A partnership firm may or may not registered with Registrar of Firms (ROF). Registration provides some legal protection to partners in case they have differences between them. Until a partnership deed is registered with the ROF, it is probably not treated as legal document. However, this does not prevent either the Partnership firm from suing someone or someone suing the partnership firm in the court of guidelines.
Limited Liability Partnership
Limited Liability Partnership (LLP) firm can be a new associated with business entity established by an Act of the Parliament. LLP allows members to retain flexibility of ownership (similar to Partnership Firm) but provides a liability protection. The maximum liability of each partner inside Online LLP Registration in India is limited to the extent of his/her purchase of the tone. An LLP has its own Permanent Account Number (PAN) and legal status. LLP also provides protection to partners for illegal or unauthorized actions taken by other partners of the LLP. Someone or Public Limited Company as well as Partnership Firms might be converted to a Limited Liability Partnership.
Private Limited Company
A Private Limited Company in India is in order to a C-Corporation in u . s. Private Limited Company allows its owners to subscribe to company shares. On subscribing to shares, the owners (members) become shareholders belonging to the company. A non-public Limited Clients are a separate legal entity both treated by simply taxation as well as liability. The personal liability of the shareholders is fixed to their share finances. A private limited company could be formed by registering business name with appropriate Registrar of Companies (ROC).

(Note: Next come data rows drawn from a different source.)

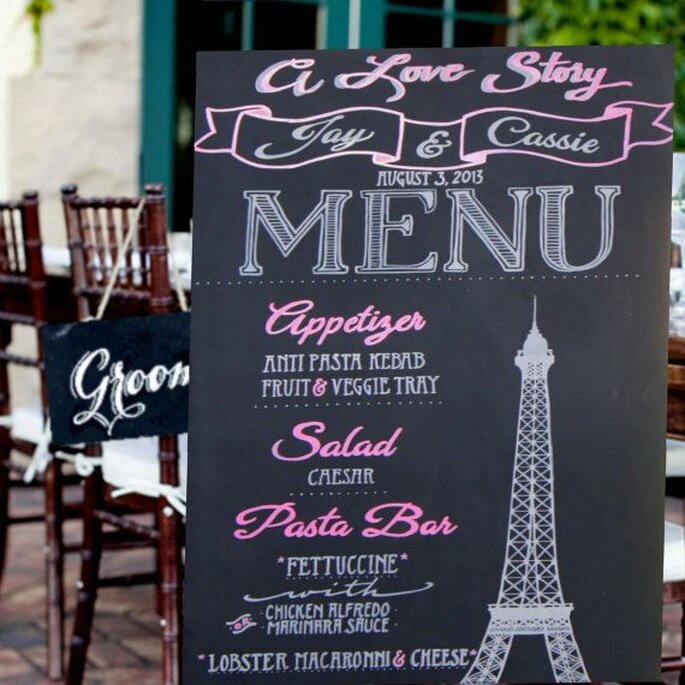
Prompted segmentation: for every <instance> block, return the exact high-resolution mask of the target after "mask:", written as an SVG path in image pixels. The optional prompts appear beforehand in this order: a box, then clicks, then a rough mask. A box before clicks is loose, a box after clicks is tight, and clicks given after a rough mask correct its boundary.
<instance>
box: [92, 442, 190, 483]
mask: <svg viewBox="0 0 685 685" xmlns="http://www.w3.org/2000/svg"><path fill="white" fill-rule="evenodd" d="M178 450H179V481H180V488H181V490H182V491H183V492H185V487H186V479H187V474H188V434H187V433H184V434H183V435H179V436H178ZM102 477H103V478H104V480H105V482H106V483H109V484H110V485H113V486H114V487H116V488H125V489H128V488H134V489H135V488H140V487H141V486H142V487H143V488H144V487H145V486H146V485H156V484H159V482H160V475H159V438H156V437H146V438H131V439H128V440H110V441H109V442H103V443H102Z"/></svg>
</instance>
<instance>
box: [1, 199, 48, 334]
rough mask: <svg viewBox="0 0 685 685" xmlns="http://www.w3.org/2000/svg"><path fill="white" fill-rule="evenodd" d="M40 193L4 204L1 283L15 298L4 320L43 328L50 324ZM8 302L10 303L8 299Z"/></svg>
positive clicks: (1, 202) (2, 316)
mask: <svg viewBox="0 0 685 685" xmlns="http://www.w3.org/2000/svg"><path fill="white" fill-rule="evenodd" d="M42 247H43V243H42V239H41V235H40V221H39V218H38V193H37V192H35V191H30V192H26V193H24V195H23V196H22V199H21V200H19V201H16V202H0V284H2V286H3V289H4V290H5V291H8V292H10V293H11V294H12V295H13V297H12V298H11V299H10V300H9V302H10V303H11V305H13V306H10V307H8V308H7V309H5V304H3V305H2V311H0V319H2V320H5V321H9V322H11V323H25V324H28V325H34V326H40V325H42V324H43V323H45V322H46V314H47V294H46V289H45V288H46V280H45V267H44V265H43V254H42ZM6 302H7V300H6Z"/></svg>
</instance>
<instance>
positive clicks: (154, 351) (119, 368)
mask: <svg viewBox="0 0 685 685" xmlns="http://www.w3.org/2000/svg"><path fill="white" fill-rule="evenodd" d="M189 333H190V314H189V313H178V314H162V315H158V316H138V317H131V318H121V319H111V320H103V321H89V322H83V323H70V324H60V325H51V326H44V327H43V328H42V329H41V334H42V338H43V344H44V349H45V373H46V379H47V386H48V401H49V407H50V423H51V430H52V436H53V440H54V441H55V442H56V443H58V444H64V445H68V444H74V443H84V442H85V443H88V442H103V441H105V440H115V439H122V438H135V437H139V436H143V435H173V434H176V433H185V432H186V431H187V429H188V428H187V426H188V384H189V380H190V375H189V373H190V371H189V365H188V357H189V349H190V341H189Z"/></svg>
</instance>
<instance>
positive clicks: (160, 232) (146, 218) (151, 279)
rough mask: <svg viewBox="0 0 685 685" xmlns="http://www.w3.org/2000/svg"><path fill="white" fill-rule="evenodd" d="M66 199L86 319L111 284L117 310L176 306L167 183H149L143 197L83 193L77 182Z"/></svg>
mask: <svg viewBox="0 0 685 685" xmlns="http://www.w3.org/2000/svg"><path fill="white" fill-rule="evenodd" d="M141 202H142V208H141V207H140V204H141ZM62 203H63V206H64V216H65V221H66V227H67V238H68V242H69V250H70V252H71V264H72V285H73V292H74V295H75V297H76V299H77V304H78V314H79V318H80V319H84V318H87V317H88V316H92V315H93V314H94V313H95V309H96V308H97V305H98V303H99V302H100V300H101V299H102V297H103V296H104V295H105V292H106V291H107V289H108V286H110V285H111V286H112V287H111V299H112V310H111V311H114V312H116V313H120V312H126V313H134V314H138V313H140V314H164V313H167V312H171V311H174V310H175V308H176V307H175V300H174V297H173V294H172V289H171V283H170V279H169V264H168V256H167V255H168V248H167V238H166V231H167V226H166V211H165V198H164V189H163V187H162V186H161V185H147V186H146V187H145V195H144V196H143V197H141V198H138V197H81V196H80V195H79V194H78V189H77V187H76V186H75V185H67V186H64V187H63V188H62ZM137 209H140V211H139V212H137V211H136V210H137ZM136 215H138V221H137V222H136ZM113 272H115V273H116V277H115V278H114V281H113V283H111V281H112V274H113ZM109 315H110V314H108V316H109Z"/></svg>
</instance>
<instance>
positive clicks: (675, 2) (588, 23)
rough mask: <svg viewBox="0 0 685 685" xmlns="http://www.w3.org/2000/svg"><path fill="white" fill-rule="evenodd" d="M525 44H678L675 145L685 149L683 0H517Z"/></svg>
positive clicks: (566, 44)
mask: <svg viewBox="0 0 685 685" xmlns="http://www.w3.org/2000/svg"><path fill="white" fill-rule="evenodd" d="M518 4H519V10H520V11H519V19H520V21H521V24H520V33H519V41H520V43H521V44H523V45H629V44H630V45H635V44H648V45H655V44H660V43H670V44H672V45H673V46H675V117H674V118H675V126H674V136H673V146H674V148H675V149H676V150H685V0H519V3H518Z"/></svg>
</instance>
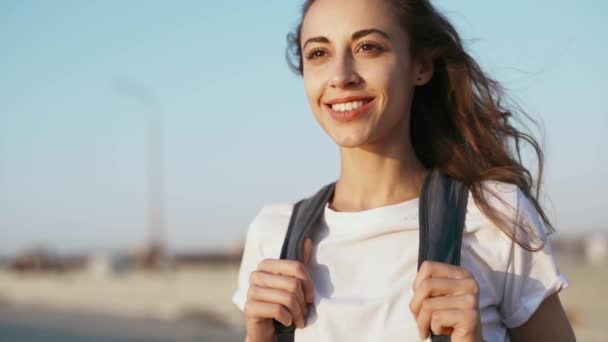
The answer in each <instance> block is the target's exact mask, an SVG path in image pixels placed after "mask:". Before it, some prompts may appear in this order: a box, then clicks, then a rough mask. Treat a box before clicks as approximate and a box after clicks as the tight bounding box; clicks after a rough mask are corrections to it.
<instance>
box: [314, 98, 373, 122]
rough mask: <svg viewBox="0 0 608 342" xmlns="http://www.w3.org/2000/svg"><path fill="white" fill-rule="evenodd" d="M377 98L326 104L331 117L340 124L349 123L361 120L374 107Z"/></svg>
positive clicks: (327, 103)
mask: <svg viewBox="0 0 608 342" xmlns="http://www.w3.org/2000/svg"><path fill="white" fill-rule="evenodd" d="M374 100H375V98H360V99H353V100H351V101H349V102H341V103H333V104H330V103H326V104H325V108H327V110H328V112H329V115H330V116H331V117H332V119H334V120H336V121H339V122H349V121H353V120H356V119H359V118H361V117H362V116H363V115H364V114H365V113H367V112H368V111H369V109H370V108H371V107H372V103H373V102H374Z"/></svg>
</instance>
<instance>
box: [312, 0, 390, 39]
mask: <svg viewBox="0 0 608 342" xmlns="http://www.w3.org/2000/svg"><path fill="white" fill-rule="evenodd" d="M391 10H392V9H391V7H390V5H389V3H388V1H387V0H316V1H315V2H314V3H313V5H312V6H311V7H310V9H309V10H308V12H307V13H306V16H305V17H304V21H303V22H302V31H301V37H302V42H304V41H305V40H306V39H307V38H310V37H313V36H326V37H328V38H330V40H331V37H341V36H349V37H350V35H351V34H352V33H353V32H356V31H359V30H362V29H369V28H377V29H380V30H382V31H385V32H387V33H389V34H390V33H395V34H396V33H397V32H396V31H398V30H400V28H399V26H398V24H397V22H396V21H395V20H394V15H393V14H392V13H391Z"/></svg>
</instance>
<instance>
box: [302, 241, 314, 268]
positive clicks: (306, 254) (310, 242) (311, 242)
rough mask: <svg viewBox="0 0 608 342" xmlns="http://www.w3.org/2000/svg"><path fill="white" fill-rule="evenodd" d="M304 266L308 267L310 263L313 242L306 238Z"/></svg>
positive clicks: (304, 243) (304, 242) (304, 245)
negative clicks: (308, 265)
mask: <svg viewBox="0 0 608 342" xmlns="http://www.w3.org/2000/svg"><path fill="white" fill-rule="evenodd" d="M303 247H304V251H303V252H304V264H306V265H308V262H309V261H310V253H311V252H312V240H311V239H310V238H306V239H305V240H304V246H303Z"/></svg>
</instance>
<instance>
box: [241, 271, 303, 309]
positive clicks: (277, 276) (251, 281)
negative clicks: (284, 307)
mask: <svg viewBox="0 0 608 342" xmlns="http://www.w3.org/2000/svg"><path fill="white" fill-rule="evenodd" d="M254 285H255V286H259V287H269V288H273V289H280V290H284V291H287V292H291V293H294V294H295V295H296V297H297V298H298V301H299V302H300V305H301V306H302V307H303V308H304V307H306V299H305V297H304V291H303V289H302V284H301V281H300V280H299V279H297V278H294V277H289V276H284V275H277V274H272V273H267V272H264V271H253V272H251V276H250V279H249V286H250V287H251V286H254Z"/></svg>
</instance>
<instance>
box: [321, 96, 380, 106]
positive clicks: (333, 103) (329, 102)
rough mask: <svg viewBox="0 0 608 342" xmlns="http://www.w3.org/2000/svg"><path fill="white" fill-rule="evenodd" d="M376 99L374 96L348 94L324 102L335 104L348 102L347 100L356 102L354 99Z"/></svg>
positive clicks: (329, 103) (362, 99)
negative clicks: (347, 95)
mask: <svg viewBox="0 0 608 342" xmlns="http://www.w3.org/2000/svg"><path fill="white" fill-rule="evenodd" d="M373 99H374V97H373V96H347V97H341V98H335V99H331V100H329V101H327V102H324V103H325V104H326V105H330V106H331V105H334V104H338V103H347V102H354V101H368V102H371V101H372V100H373Z"/></svg>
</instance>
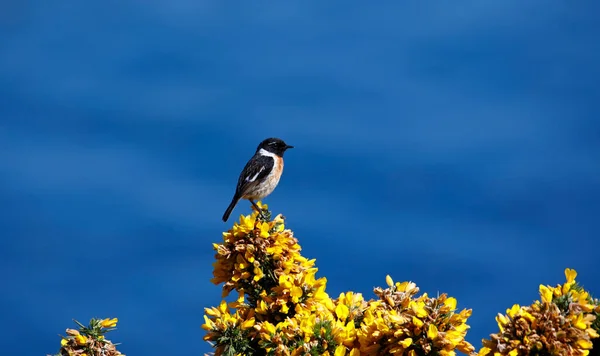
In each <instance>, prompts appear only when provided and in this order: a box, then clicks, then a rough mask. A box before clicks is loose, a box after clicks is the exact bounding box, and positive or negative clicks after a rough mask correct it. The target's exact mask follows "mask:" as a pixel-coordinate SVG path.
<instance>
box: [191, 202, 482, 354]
mask: <svg viewBox="0 0 600 356" xmlns="http://www.w3.org/2000/svg"><path fill="white" fill-rule="evenodd" d="M258 204H259V208H260V209H261V210H262V211H263V214H264V215H266V216H267V218H266V219H263V218H262V215H260V214H259V212H258V211H255V212H253V213H252V214H250V215H247V216H243V215H242V216H241V217H240V220H239V222H236V223H235V224H234V226H233V228H232V229H230V230H229V231H227V232H225V233H224V234H223V242H222V243H219V244H213V248H214V250H215V251H216V254H215V258H216V262H215V263H214V264H213V267H214V271H213V276H214V278H213V279H212V282H213V283H215V284H220V283H223V298H225V297H227V296H228V295H229V294H230V292H231V291H233V290H235V291H237V292H238V298H237V300H235V301H233V302H231V303H229V304H228V303H227V302H226V301H225V300H223V301H222V302H221V303H220V305H219V306H218V307H212V308H206V312H205V316H204V320H205V323H204V324H203V325H202V327H203V329H205V330H206V331H207V333H206V335H205V337H204V340H206V341H209V342H210V343H211V344H212V345H213V347H214V349H215V354H216V355H290V356H298V355H325V356H327V355H334V356H343V355H350V356H359V355H384V354H397V355H411V356H420V355H434V354H435V355H442V356H443V355H455V352H456V351H461V352H465V353H471V352H473V346H471V345H470V344H469V343H468V342H466V341H465V335H466V332H467V329H468V328H469V327H468V326H467V324H466V321H467V319H468V318H469V316H470V315H471V311H470V310H463V311H461V312H460V313H456V312H455V310H456V299H454V298H449V297H447V296H446V295H445V294H442V295H440V296H438V297H437V298H431V297H429V296H428V295H427V294H423V295H421V296H419V297H417V296H416V294H417V293H418V291H419V289H418V288H417V286H416V285H415V284H414V283H410V282H403V283H393V281H392V279H391V277H389V276H388V277H387V279H386V281H387V284H388V288H387V289H381V288H376V289H375V290H374V292H375V294H376V295H377V297H378V299H376V300H369V301H366V300H364V298H363V296H362V294H360V293H354V292H347V293H341V294H340V295H339V297H338V298H335V299H333V298H330V297H329V295H328V294H327V293H326V292H325V287H326V279H325V278H318V279H317V278H316V272H317V268H315V267H314V264H315V260H308V259H307V258H305V257H303V256H302V255H301V254H300V250H301V249H300V246H299V244H298V241H297V239H296V238H295V237H294V236H293V234H292V231H290V230H289V229H286V228H285V225H284V219H283V217H282V216H281V215H278V216H276V217H275V218H274V219H272V220H271V219H270V212H269V211H268V210H267V207H266V205H262V204H261V203H260V202H259V203H258ZM455 350H456V351H455Z"/></svg>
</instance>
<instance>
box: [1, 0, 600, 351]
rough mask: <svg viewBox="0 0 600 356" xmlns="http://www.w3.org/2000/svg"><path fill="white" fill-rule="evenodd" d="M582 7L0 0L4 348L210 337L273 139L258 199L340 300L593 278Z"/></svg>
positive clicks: (597, 172)
mask: <svg viewBox="0 0 600 356" xmlns="http://www.w3.org/2000/svg"><path fill="white" fill-rule="evenodd" d="M598 13H600V6H599V5H597V2H596V3H595V2H592V1H580V2H559V1H550V2H547V1H541V0H531V1H527V2H523V1H518V0H506V1H488V2H482V1H477V0H469V1H463V2H459V3H451V2H429V3H424V2H417V1H380V2H377V3H372V4H370V5H369V4H367V3H363V4H359V3H358V2H345V1H344V2H343V1H332V2H317V1H312V2H311V1H308V2H306V1H304V2H300V1H290V2H284V3H272V2H271V3H266V2H265V3H261V2H254V3H253V4H250V5H249V4H246V3H245V2H243V3H242V2H217V1H191V0H173V1H157V0H146V1H141V0H137V1H136V0H119V1H115V0H108V1H102V2H76V1H62V0H55V1H51V2H48V1H41V0H35V1H34V0H30V1H16V0H13V1H8V2H7V1H4V2H2V4H1V5H0V30H1V37H0V204H1V208H2V213H1V214H0V231H1V241H0V273H1V278H2V293H1V294H0V303H1V306H2V313H0V335H2V336H1V337H0V349H1V350H3V352H4V353H6V354H27V355H44V354H47V353H48V354H49V353H53V352H56V351H57V350H58V347H59V337H58V336H57V334H59V333H64V329H65V328H67V327H71V326H73V325H74V324H73V323H72V321H71V319H72V318H75V319H77V320H80V321H83V322H87V321H88V320H89V318H91V317H118V318H119V320H120V321H119V325H118V330H117V331H115V332H113V333H112V335H111V336H110V337H109V338H110V339H112V340H113V341H115V342H122V343H123V344H122V346H121V347H120V349H121V351H122V352H124V353H126V354H127V355H131V356H134V355H163V354H166V355H183V354H202V353H203V352H208V351H210V348H209V347H208V345H207V344H206V343H205V342H204V341H202V336H204V331H203V330H201V329H200V325H201V324H202V322H203V319H202V315H203V308H204V307H209V306H213V305H217V304H218V303H219V301H220V295H221V289H220V287H218V286H214V285H212V284H211V283H210V282H209V279H210V278H211V277H212V266H211V263H212V262H213V250H212V247H211V244H212V243H213V242H218V241H220V240H221V232H222V231H224V230H226V229H228V228H229V227H230V226H231V225H232V223H233V220H234V219H236V218H237V217H238V216H239V215H240V214H241V213H244V214H246V213H248V212H250V205H249V204H247V203H246V204H244V203H242V204H240V205H238V207H237V208H236V209H235V210H234V212H233V214H232V219H230V221H229V222H228V223H226V224H224V223H223V222H222V221H221V220H220V219H221V215H222V213H223V211H224V210H225V208H226V207H227V204H228V203H229V201H230V199H231V196H232V194H233V189H234V186H235V183H236V180H237V176H238V173H239V170H240V169H241V168H242V167H243V165H244V164H245V162H246V160H247V159H248V158H249V157H250V156H251V155H252V153H253V152H254V150H255V147H256V145H257V144H258V142H260V141H261V140H262V139H263V138H265V137H269V136H278V137H281V138H283V139H284V140H286V141H287V142H288V143H289V144H292V145H295V146H296V148H295V149H293V150H291V151H289V153H287V154H286V168H285V172H284V176H283V179H282V181H281V184H280V185H279V187H278V188H277V190H276V191H275V193H274V194H273V195H271V196H270V197H269V198H267V199H266V200H265V203H267V204H269V206H270V208H272V209H273V210H274V213H283V214H284V215H285V216H286V217H287V219H288V220H287V225H288V227H290V228H291V229H293V230H294V232H295V234H296V236H297V237H298V238H299V240H300V244H301V245H302V247H303V253H304V255H306V256H307V257H309V258H316V259H317V265H318V267H319V268H320V270H319V274H318V276H326V277H327V278H328V281H329V282H328V288H327V291H328V292H329V294H330V295H331V296H332V297H336V296H337V295H338V294H339V293H340V292H342V291H347V290H353V291H358V292H363V293H364V294H365V296H366V297H367V298H372V297H373V294H372V288H373V287H375V286H381V285H385V276H386V274H390V275H391V276H392V277H393V278H394V280H396V281H403V280H412V281H414V282H416V283H417V284H418V285H419V286H420V287H421V290H422V291H424V292H428V293H430V294H436V293H437V292H447V293H449V294H450V295H452V296H455V297H457V299H458V302H459V308H464V307H467V308H473V316H472V317H471V318H470V320H469V324H470V325H471V326H472V329H471V331H470V333H469V334H468V340H469V341H471V342H472V343H474V344H475V346H476V347H477V348H478V347H479V346H480V340H481V338H483V337H486V336H487V335H488V334H489V333H491V332H495V331H496V330H497V326H496V323H495V321H494V316H495V315H496V313H498V312H504V311H505V309H506V308H508V307H510V306H511V305H512V304H513V303H521V304H528V303H531V302H532V301H533V300H534V299H536V298H537V296H538V294H537V293H538V286H539V284H540V283H543V284H552V285H555V284H557V283H562V282H563V281H564V274H563V271H564V269H565V268H566V267H570V268H575V269H576V270H577V271H578V272H579V277H578V280H579V281H580V282H582V283H583V284H584V286H586V287H587V288H588V289H589V290H590V291H592V292H594V293H596V294H600V287H599V285H598V268H599V267H600V261H599V260H598V249H599V247H600V243H599V242H598V233H599V231H600V223H599V221H598V216H599V213H600V178H599V177H600V163H599V161H600V159H599V157H600V156H599V154H600V123H599V121H598V117H599V114H600V110H599V105H600V101H599V99H600V90H599V88H598V82H599V80H600V69H599V68H600V67H599V66H598V63H600V41H598V40H597V39H598V34H599V32H600V24H599V23H598V22H597V21H596V20H597V14H598Z"/></svg>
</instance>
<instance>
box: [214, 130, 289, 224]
mask: <svg viewBox="0 0 600 356" xmlns="http://www.w3.org/2000/svg"><path fill="white" fill-rule="evenodd" d="M293 147H294V146H290V145H288V144H286V143H285V142H283V140H281V139H279V138H273V137H271V138H267V139H265V140H263V141H262V142H261V143H260V144H259V145H258V147H257V148H256V152H255V153H254V156H252V158H250V160H249V161H248V163H246V166H245V167H244V169H243V170H242V173H240V177H239V178H238V183H237V187H236V188H235V194H234V195H233V199H231V203H230V204H229V206H228V207H227V210H225V214H223V221H227V219H229V215H230V214H231V212H232V211H233V208H235V206H236V204H237V203H238V201H239V200H240V199H246V200H249V201H250V203H252V205H253V206H254V208H256V210H257V211H258V212H259V213H260V214H261V216H262V211H261V209H260V208H259V207H258V205H256V203H255V202H254V200H261V199H263V198H265V197H266V196H268V195H269V194H271V193H272V192H273V190H275V187H277V184H278V183H279V179H280V178H281V173H282V172H283V154H284V153H285V151H286V150H287V149H289V148H293Z"/></svg>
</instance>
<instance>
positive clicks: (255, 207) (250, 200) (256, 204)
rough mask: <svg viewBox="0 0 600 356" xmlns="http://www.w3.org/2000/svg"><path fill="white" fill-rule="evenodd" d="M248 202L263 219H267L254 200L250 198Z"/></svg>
mask: <svg viewBox="0 0 600 356" xmlns="http://www.w3.org/2000/svg"><path fill="white" fill-rule="evenodd" d="M250 203H252V205H253V206H254V208H255V209H256V211H258V213H259V214H260V217H261V218H262V219H263V220H265V221H267V218H266V217H265V216H264V214H263V213H262V209H261V208H259V207H258V205H257V204H256V203H255V202H254V200H252V199H250Z"/></svg>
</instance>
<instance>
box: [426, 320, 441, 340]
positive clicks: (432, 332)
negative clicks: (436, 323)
mask: <svg viewBox="0 0 600 356" xmlns="http://www.w3.org/2000/svg"><path fill="white" fill-rule="evenodd" d="M437 336H438V330H437V327H436V326H435V325H434V324H429V327H428V328H427V337H428V338H429V339H430V340H435V339H436V338H437Z"/></svg>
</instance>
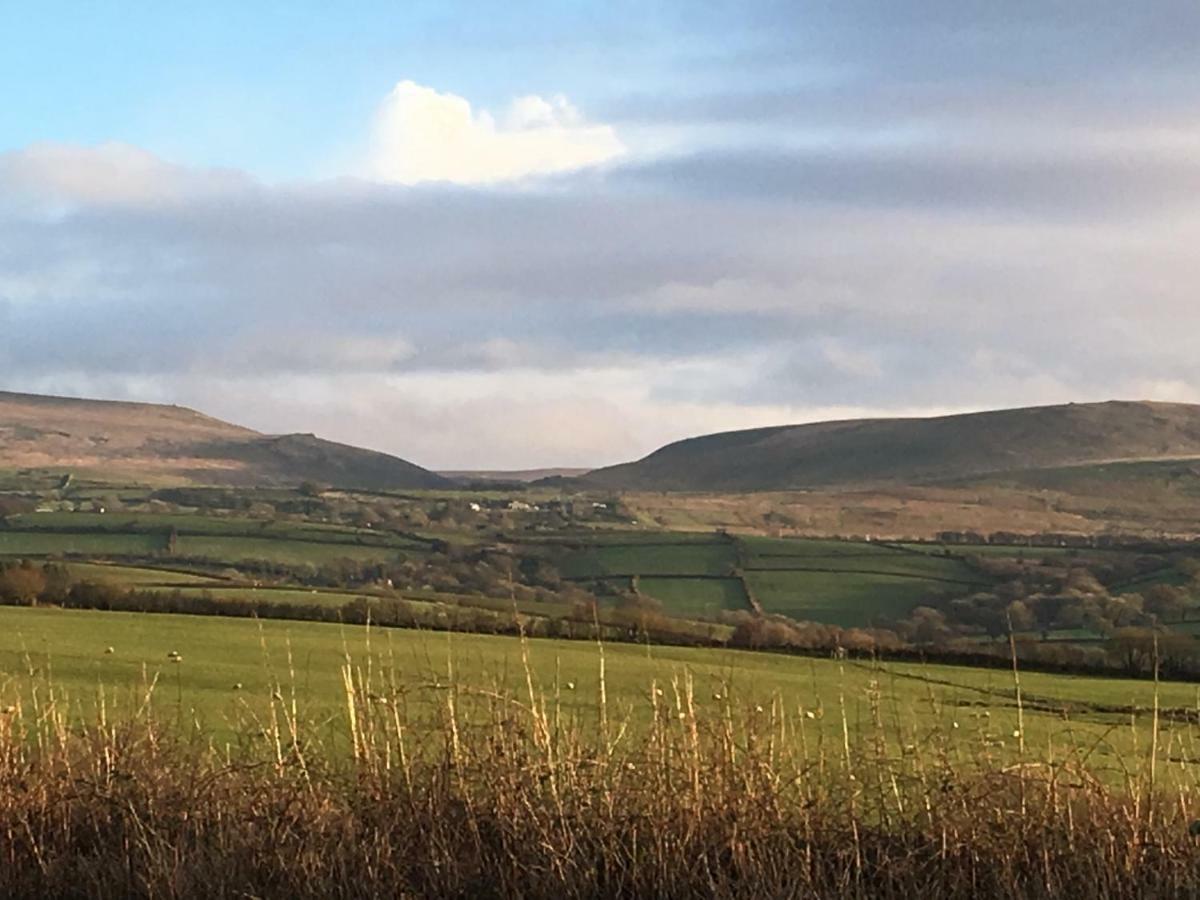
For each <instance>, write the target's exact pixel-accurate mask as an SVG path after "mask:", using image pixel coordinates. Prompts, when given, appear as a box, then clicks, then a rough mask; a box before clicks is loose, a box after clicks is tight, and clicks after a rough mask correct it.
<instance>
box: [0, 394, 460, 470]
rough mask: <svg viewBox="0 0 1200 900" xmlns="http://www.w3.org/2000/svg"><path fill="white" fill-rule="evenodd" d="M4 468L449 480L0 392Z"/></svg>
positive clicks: (188, 427) (306, 448) (301, 445)
mask: <svg viewBox="0 0 1200 900" xmlns="http://www.w3.org/2000/svg"><path fill="white" fill-rule="evenodd" d="M0 458H2V460H4V462H5V466H6V467H8V468H18V469H20V468H29V469H55V468H70V469H71V470H72V472H79V473H95V474H97V475H101V474H102V475H104V476H120V478H122V479H128V480H139V481H156V482H172V481H178V482H188V484H210V485H295V484H300V482H302V481H318V482H322V484H328V485H334V486H338V487H365V488H373V490H388V488H404V490H410V488H425V487H444V486H446V485H449V481H448V480H446V479H444V478H442V476H440V475H436V474H434V473H432V472H428V470H427V469H422V468H421V467H420V466H415V464H413V463H410V462H408V461H406V460H401V458H398V457H395V456H390V455H388V454H380V452H377V451H373V450H364V449H361V448H355V446H348V445H346V444H338V443H335V442H331V440H323V439H320V438H318V437H316V436H314V434H311V433H307V434H277V436H269V434H262V433H259V432H257V431H253V430H252V428H245V427H242V426H239V425H232V424H229V422H226V421H221V420H220V419H214V418H211V416H209V415H205V414H204V413H199V412H197V410H194V409H190V408H187V407H181V406H174V404H173V406H167V404H160V403H138V402H128V401H110V400H83V398H78V397H54V396H42V395H36V394H14V392H11V391H0Z"/></svg>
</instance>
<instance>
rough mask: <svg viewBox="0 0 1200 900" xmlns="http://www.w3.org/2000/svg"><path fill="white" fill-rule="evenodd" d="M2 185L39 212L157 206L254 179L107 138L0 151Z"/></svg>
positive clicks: (238, 188)
mask: <svg viewBox="0 0 1200 900" xmlns="http://www.w3.org/2000/svg"><path fill="white" fill-rule="evenodd" d="M0 184H4V185H6V186H7V187H8V188H10V190H13V191H16V192H17V193H18V196H20V194H24V198H25V199H26V202H29V203H30V204H31V205H34V206H35V208H36V209H38V210H41V211H43V212H44V211H49V212H52V214H55V212H68V211H71V210H72V209H73V208H76V206H78V205H103V206H157V205H163V204H167V203H182V202H187V200H194V199H198V198H200V197H206V196H214V194H218V193H223V194H228V193H232V192H235V191H244V190H246V188H247V187H250V186H251V185H252V184H253V180H252V179H251V178H250V176H248V175H245V174H242V173H239V172H232V170H226V169H197V168H187V167H182V166H173V164H172V163H168V162H164V161H163V160H161V158H160V157H157V156H155V155H154V154H151V152H148V151H146V150H143V149H140V148H137V146H132V145H130V144H121V143H116V142H109V143H104V144H100V145H97V146H79V145H74V144H58V143H40V144H32V145H30V146H26V148H24V149H22V150H16V151H11V152H6V154H0Z"/></svg>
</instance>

Draft of Memorandum of Association and Piece of Association are set and signed by the promoters (initial shareholders) on the company. Fundamental essentials then sent to the Registrar along with applicable registration fees. Such company get a between 2 to 50 members. To care for the day-to-day activities for this company, Directors are appointed by the Shareholders. A personal Company has more compliance burden when compared to a Partnership and LLP. For example, the Board of Directors must meet every quarter and you ought to annual general meeting of Shareholders and Directors end up being called. Accounts of business must be prepared in accordance with Taxes Act and also Companies Conduct themselves. Also Companies are taxed twice if income is to be distributed to Shareholders. Closing a Private Limited Company in India is a tedious process and requires many formalities to be completed.
One good side, Shareholders of associated with Company are able to turn without affecting the operational or legal standing within the company. Generally Venture Capital investors in order to invest in businesses have got Private Companies since it allows great greater level separation between ownership and processes.
Public Limited Company
Public Limited Company is similar to a Private Company without the pain . difference being that associated with shareholders of a Public Limited Company could be unlimited with a minimum seven members. A Public Company can be either indexed by a wall street game or remain unlisted. A Listed Public Limited Company allows shareholders of vehicle to trade its shares freely on the stock convert. Such a company requires more public disclosures and compliance from brand new including appointment of independent directors in the board, public disclosure of books of accounts, cap of salaries of Directors and Chief executive officer. As in the case associated with a Private Company, a Public Limited Company is also an impartial legal person, its existence is not affected from your death, retirement or insolvency of each of its stakeholders.